We present a method to improve accuracy of renal tumor segmentation in CT images by considering the structure of kidneys. We apply deep learning based on the following protocol. First, kidney regions are extracted from the CT images. Second, adjacent eight slices along axial direction are picked up as a patch. Third, the center of gravity of the kidney region in the patch is aligned to the center of the patch in sagittal and coronal direction. Fourth, we apply data augmentation with scaling and rotation around the center, which preserves the basic slice structure of kidneys. Finally, these patches are fed to a 3D U-Net for training. Compared with the conventional 3D U-Net, the proposed method improves the DICE score from 0.507 to 0.604.
© 2022 Optica Publishing Group under the terms of the Optica Open Access Publishing Agreement
The number of patients with renal cancer is increasing every year and this trend is expected to continue in the coming years. Since renal tumors are often discovered accidentally during tests for other diseases, there is a possibility that some doctors may miss a lesion.
Recently, automatic organ and tumor segmentation using machine learning has been tried vigorously and numerous competitions have been held in this research area. Almost all the researchers in this field use deep learning to tackle the problem.
In 2012, the deep learning-based method proposed by Hinton et al.  greatly outperformed the conventional methods in ImageNet Large Scale Visual Recognition (ILSVRC) . Since then, deep learning has dominated in the field of image recognition and has also been widely used in the field of medical imaging .

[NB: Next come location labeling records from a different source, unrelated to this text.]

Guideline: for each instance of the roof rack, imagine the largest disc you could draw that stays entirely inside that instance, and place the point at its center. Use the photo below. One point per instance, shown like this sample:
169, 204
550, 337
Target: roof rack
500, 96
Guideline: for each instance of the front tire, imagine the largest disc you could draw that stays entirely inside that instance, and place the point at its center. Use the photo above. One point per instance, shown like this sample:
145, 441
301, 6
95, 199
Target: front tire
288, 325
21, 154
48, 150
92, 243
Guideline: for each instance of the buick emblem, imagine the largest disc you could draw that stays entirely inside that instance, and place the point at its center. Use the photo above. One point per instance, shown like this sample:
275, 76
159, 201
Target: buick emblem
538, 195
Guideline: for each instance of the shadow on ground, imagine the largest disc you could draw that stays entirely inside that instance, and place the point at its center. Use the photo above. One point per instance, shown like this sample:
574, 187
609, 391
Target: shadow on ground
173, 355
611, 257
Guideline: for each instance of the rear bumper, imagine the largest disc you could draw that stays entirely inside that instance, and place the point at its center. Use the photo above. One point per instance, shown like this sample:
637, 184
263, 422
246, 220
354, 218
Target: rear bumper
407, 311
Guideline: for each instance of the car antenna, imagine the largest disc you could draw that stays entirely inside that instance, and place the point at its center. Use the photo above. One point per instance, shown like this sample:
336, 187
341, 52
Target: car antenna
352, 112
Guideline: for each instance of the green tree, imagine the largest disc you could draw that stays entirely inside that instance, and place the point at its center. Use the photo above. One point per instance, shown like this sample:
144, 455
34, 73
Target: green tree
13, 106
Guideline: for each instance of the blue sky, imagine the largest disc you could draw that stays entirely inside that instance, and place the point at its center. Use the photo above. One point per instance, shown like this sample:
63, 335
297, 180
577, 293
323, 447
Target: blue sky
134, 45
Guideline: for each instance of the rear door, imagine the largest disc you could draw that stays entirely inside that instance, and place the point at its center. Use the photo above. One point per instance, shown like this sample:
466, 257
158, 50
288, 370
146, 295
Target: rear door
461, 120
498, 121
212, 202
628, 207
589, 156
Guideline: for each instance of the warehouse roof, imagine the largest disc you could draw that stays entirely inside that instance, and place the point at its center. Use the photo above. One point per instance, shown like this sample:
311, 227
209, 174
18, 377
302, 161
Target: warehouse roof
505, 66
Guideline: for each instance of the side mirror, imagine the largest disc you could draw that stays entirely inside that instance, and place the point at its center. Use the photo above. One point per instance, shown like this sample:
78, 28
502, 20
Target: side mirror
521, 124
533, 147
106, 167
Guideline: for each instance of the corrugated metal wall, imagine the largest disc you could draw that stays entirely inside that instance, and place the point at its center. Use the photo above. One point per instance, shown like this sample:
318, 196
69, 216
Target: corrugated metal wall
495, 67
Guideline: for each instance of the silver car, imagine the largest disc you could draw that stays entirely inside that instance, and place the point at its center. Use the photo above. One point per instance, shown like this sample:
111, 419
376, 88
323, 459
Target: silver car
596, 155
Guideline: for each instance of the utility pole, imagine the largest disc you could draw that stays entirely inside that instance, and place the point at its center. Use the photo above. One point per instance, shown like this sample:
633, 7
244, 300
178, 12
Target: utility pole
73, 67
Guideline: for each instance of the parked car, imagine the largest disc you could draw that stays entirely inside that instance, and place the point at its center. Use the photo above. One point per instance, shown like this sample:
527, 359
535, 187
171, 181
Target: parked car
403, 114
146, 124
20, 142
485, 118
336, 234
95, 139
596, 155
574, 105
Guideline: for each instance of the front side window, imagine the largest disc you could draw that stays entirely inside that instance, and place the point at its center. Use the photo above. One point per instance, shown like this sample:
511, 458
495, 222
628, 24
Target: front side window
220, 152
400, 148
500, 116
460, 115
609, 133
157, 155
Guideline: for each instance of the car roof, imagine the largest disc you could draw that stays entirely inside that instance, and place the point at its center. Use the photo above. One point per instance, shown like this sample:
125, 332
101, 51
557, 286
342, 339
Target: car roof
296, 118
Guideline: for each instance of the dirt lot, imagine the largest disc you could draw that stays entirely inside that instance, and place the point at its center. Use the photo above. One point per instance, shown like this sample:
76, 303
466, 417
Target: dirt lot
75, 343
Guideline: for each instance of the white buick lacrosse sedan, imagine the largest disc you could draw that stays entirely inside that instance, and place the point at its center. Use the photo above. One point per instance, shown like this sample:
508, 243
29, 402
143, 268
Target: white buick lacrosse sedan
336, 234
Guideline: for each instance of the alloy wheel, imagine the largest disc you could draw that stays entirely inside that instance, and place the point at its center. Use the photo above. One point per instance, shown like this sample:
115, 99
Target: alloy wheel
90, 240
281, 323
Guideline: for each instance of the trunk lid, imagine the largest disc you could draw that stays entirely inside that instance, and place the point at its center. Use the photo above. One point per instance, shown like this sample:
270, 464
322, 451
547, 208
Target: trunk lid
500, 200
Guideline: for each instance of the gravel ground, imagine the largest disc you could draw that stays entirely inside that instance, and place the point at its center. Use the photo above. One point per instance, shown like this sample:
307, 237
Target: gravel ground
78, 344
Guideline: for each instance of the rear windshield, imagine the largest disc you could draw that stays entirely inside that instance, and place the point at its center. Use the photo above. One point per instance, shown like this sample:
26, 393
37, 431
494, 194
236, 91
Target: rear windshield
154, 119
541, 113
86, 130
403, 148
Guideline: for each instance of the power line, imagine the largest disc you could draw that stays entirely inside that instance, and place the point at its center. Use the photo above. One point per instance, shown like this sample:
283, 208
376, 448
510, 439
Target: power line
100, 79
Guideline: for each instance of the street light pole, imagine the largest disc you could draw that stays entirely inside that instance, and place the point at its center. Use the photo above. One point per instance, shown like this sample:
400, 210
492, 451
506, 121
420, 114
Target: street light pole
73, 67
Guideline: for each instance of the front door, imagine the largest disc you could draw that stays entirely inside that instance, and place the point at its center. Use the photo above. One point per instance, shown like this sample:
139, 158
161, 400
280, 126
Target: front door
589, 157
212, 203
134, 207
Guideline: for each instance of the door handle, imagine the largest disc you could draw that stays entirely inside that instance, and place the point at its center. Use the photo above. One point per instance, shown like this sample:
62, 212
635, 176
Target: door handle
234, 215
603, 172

2D U-Net  and 3D U-Net , which are variations of convolutional neural networks (CNN) designed to be used in segmentation tasks, are quite often used to label organs or tumors in medical imaging. Since CT images have 3D structures, 3D U-Net is used most often, which holds true in the renal tumor detection competition KiTS19  also.
Since 3D U-Net requires large memory capacity because of its 3D structure, it is often the case that the image data size fed to the network is quite limited, which leads to decisions based only on local information, causing false positives in implausible regions. Moreover, 3D U-Net has more parameters than 2D U-Net, which causes unstable learning when the distribution of classes is unbalanced.
Several studies have been tried to address these drawbacks. One solution for the former drawback is to combine global and local networks to remove implausible noises. In brain tumor segmentation, Kamnitsas et al. have fed high- and low-resolution data to each dedicated CNN and have combined these outputs to address the problem of locality . Another solution is to use 3D U-JAPA-Net , which combines a probability atlas of each organ location and applies 3D U-Net in the plausible location of organs. It also applies fine-tuning transfer learning to improve DICE scores. AH-Net  learns information between slices efficiently with few parameters by transferring 2D network features to a 3D network to address the latter drawback.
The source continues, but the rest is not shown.